Mis amigas me habían cancelado. No tenía muchas opciones en aquel momento: podía quedarme y envejecer en la rutina o seguir adelante, sola. Decidí seguir. Seguir el camino que había planeado para nosotras, pero que ahora haría yo por mi cuenta. Y, ¿Qué mejor aventura que una donde todo sale contrario a lo planeado?

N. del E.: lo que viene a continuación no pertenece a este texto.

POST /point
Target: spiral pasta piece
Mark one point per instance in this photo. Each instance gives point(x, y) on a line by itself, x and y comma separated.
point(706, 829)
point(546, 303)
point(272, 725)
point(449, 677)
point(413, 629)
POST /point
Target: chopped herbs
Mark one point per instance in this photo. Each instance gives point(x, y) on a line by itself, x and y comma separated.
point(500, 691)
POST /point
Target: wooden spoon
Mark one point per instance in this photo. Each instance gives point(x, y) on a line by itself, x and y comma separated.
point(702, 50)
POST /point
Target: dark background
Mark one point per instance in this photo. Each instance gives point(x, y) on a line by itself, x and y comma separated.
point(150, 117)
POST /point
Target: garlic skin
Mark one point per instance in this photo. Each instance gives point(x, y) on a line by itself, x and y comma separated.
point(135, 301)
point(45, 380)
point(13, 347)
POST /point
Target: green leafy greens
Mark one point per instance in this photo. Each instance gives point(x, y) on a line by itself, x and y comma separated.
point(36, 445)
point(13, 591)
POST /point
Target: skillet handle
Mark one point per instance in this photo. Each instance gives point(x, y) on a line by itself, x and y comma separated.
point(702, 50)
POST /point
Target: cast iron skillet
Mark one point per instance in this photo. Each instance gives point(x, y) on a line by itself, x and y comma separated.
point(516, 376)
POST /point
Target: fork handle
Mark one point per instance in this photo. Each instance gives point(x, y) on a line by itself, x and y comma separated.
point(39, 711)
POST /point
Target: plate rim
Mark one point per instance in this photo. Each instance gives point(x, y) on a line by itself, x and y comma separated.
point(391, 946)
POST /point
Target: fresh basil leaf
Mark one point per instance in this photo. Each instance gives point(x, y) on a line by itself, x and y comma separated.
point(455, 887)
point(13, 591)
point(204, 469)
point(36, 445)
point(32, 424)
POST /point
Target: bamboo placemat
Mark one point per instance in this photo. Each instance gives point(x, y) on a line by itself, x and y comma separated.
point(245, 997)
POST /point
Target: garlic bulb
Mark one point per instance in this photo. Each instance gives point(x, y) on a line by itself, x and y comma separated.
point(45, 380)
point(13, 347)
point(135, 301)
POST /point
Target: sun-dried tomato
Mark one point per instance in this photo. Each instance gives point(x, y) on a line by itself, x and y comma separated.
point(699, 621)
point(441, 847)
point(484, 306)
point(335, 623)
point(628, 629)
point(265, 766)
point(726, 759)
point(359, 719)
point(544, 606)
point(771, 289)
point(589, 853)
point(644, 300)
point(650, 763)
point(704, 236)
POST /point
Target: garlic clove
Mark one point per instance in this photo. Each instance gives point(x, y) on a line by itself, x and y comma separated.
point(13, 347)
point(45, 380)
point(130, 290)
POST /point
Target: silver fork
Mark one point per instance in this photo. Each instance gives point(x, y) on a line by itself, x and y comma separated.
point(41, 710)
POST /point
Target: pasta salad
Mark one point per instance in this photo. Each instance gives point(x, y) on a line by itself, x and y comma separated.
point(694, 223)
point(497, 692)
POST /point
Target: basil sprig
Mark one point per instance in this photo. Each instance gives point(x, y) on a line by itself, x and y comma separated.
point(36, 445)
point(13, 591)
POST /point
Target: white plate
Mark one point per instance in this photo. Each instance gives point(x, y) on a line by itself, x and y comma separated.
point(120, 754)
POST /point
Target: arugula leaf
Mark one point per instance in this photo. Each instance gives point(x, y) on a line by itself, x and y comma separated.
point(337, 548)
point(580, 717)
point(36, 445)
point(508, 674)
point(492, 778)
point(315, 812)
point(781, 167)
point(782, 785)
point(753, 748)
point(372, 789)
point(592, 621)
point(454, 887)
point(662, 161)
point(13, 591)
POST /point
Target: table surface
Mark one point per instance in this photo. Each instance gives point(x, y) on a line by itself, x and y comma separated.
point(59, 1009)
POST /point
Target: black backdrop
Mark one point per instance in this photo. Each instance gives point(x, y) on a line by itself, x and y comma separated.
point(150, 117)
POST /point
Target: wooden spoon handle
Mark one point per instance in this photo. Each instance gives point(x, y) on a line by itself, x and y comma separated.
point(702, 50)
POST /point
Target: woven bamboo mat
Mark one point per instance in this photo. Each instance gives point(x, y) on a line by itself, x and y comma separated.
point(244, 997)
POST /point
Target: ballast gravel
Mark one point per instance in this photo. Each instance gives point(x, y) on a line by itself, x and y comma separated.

Debido a la baja de las chicas, perdí el vuelo y quedé varada en esa inmensa sala de aeropuerto, llena de personas que iban y venían. Algunos descansaban, otros hablaban, bebían o comían. No me gustaba quedarme con las ganas de nada, así que accedí a internet para buscar la forma más rápida de llegar a mi destino. Fue entonces cuando encontré algo novedoso: un coche compartido. Curioso, innovador y, sobre todo, la solución a mis problemas del momento. No lo pensé mucho y acepté la oferta.
Al final, resultó ser algo parecido a un colectivo, ya que el coche recogía a distintas personas y las acomodaba en su interior. Me sentí un poco incómoda al principio, como si hubiese subido al coche de un desconocido con más desconocidos. Pero mientras hablábamos y compartíamos el trayecto, algo cambió. Esas personas, que no conocía de nada, me ofrecieron su mano y un espacio en esa pequeña comunidad nómada temporal. Poco a poco, comenzamos a parecernos más a una familia que a un grupo de extraños.
El viaje en coche me trajo recuerdos de cuando era niña, viajando con mis padres. Contábamos vacas en los campos y jugábamos a adivinar el color de los coches que venían de frente. Entre risas y conversaciones, el paisaje desfilaba ante nuestros ojos. La sensación de libertad me embargaba, como si el camino fuese un suspiro interminable.
Cuando llegamos a nuestro destino, no quería que la aventura terminara. Todos estábamos tan emocionados por los momentos compartidos que decidimos acampar juntos. Sentados alrededor de una fogata, bajo un cielo estrellado, compartimos historias de nuestras vidas, reímos y soñamos con nuevas aventuras.
Lo que comenzó como un viaje solitario y sin grandes expectativas, terminó convirtiéndose en una experiencia mágica. Encontré, casi por azar, una familia improvisada que, con tan solo unas horas, música, un coche y un paisaje, me acarició el alma. Sin planearlo, descubrí que lo que realmente necesitaba no era el destino, sino el camino y los amigos que surgieron de la nada, para acompañarme en esa inolvidable travesía.